We have found these benefits tend to fall in three themes or groups:
1. Functional Benefits
Being more active, improved balance, better coordination and mobility, feeling stronger, deep sense of relaxation, reduced stress, enjoying higher quality of sleep.
2. Emotional Benefits
Feeling more connected, more confident, sense of authenticity, more resilient, feeling of mastery, a sense of calm, humility, grace and ease, a willingness to take on other activies, a sense of Mindfulness throughout the day.
3. Social Benefits
Becoming more engaged in with others, within their community, as a volunteer, or expressing an interest in assisting or even leading a class, and becoming an accredited instructor too.
|Image by Michael Hren|
Dr. Peter M. Wayne, at Harvard Medical School, talks about the benefits of Tai Chi as being cohesive and integrative. In his book, The Harvard Medical School Guide to Tai Chi, Dr. Wayne describes Tai Chi as having a number of active ingredients beyond the common therapeutic factors normally associated with public health programmes:
'Perhaps what makes Tai Chi so special is that this holistic, multicomponent exercise affects us at physical, psychological, social and philosophical levels. Its multilevel effects are especially important for complex chronic diseases that involve many systems throughout the body…' P. 29Wayne Peter M. PhD. with Fuerst Mark L. The Harvard Medical School Guide to Tai Chi. Boston: Shambala, Harvard Health Publications; 2013.
We think the active ingredients described by Dr. Wayne fit within the evidence based model for wellbeing by the New Economics Foundation (NEF) called the Five Ways to Wellbeing.

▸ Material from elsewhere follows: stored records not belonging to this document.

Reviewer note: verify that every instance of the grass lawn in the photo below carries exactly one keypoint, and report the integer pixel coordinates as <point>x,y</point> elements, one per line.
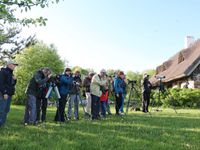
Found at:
<point>164,130</point>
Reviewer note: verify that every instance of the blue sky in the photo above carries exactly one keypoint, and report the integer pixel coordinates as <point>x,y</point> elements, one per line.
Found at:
<point>119,34</point>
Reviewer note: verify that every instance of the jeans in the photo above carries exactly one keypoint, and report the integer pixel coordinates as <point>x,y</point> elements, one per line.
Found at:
<point>4,109</point>
<point>118,103</point>
<point>103,108</point>
<point>30,110</point>
<point>145,101</point>
<point>95,106</point>
<point>74,99</point>
<point>122,107</point>
<point>60,113</point>
<point>41,104</point>
<point>88,106</point>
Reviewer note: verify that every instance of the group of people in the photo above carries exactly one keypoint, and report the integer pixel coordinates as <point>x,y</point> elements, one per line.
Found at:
<point>97,87</point>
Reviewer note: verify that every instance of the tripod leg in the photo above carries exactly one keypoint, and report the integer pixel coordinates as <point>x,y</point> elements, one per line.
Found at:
<point>171,97</point>
<point>82,103</point>
<point>129,99</point>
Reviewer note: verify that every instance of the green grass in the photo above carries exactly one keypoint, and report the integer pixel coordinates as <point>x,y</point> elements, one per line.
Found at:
<point>164,130</point>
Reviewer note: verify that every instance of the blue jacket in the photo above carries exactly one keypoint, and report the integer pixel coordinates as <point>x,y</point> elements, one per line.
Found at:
<point>65,84</point>
<point>7,83</point>
<point>118,85</point>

The Five Ways offers people a simple way to take an active role in their health and wellbeing. They include:
|Five Ways to Wellbeing|
Within our classes and workshops we see the Five Ways to Wellbeing in the following ways:
1. Connect – Joining one of our classes can prove a big step for some people. Our relaxed and warm atmosphere encourages people to form new friendships and develop informal social networks of support.
2. Be Active – Tai Chi fits perfectly as rewarding activity that people enjoy and keep doing. Participants like to know that good evidence supports the reported benefits.
3. Take Notice – We introduce people to a key Tai Chi principle called Jing, meaning mental serenity or mindfulness. Fostering a sense of Jing helps people listen to their bodies, listen to others, and take notice of the world around them.
4. Keep Learning – We use a progressive teaching approach in all our classes and workshops. We offer people just the right amount of challenge to foster a sense of growing mastery as they continue to learn and practise their movement skills.
5. Give – Within our classes we see people connect with others to offer support both within the class and in ways outside of the classroom too.Whatever reason you have for joining one of our Tai Chi classes we introduce you to the principles and benefits from your very first class. The Tai Chi for Health programmes and Qigong we teach have many depths for you to explore.
Bring an open mind, a willingness to practise a little at home, and you will soon feel the benefits too.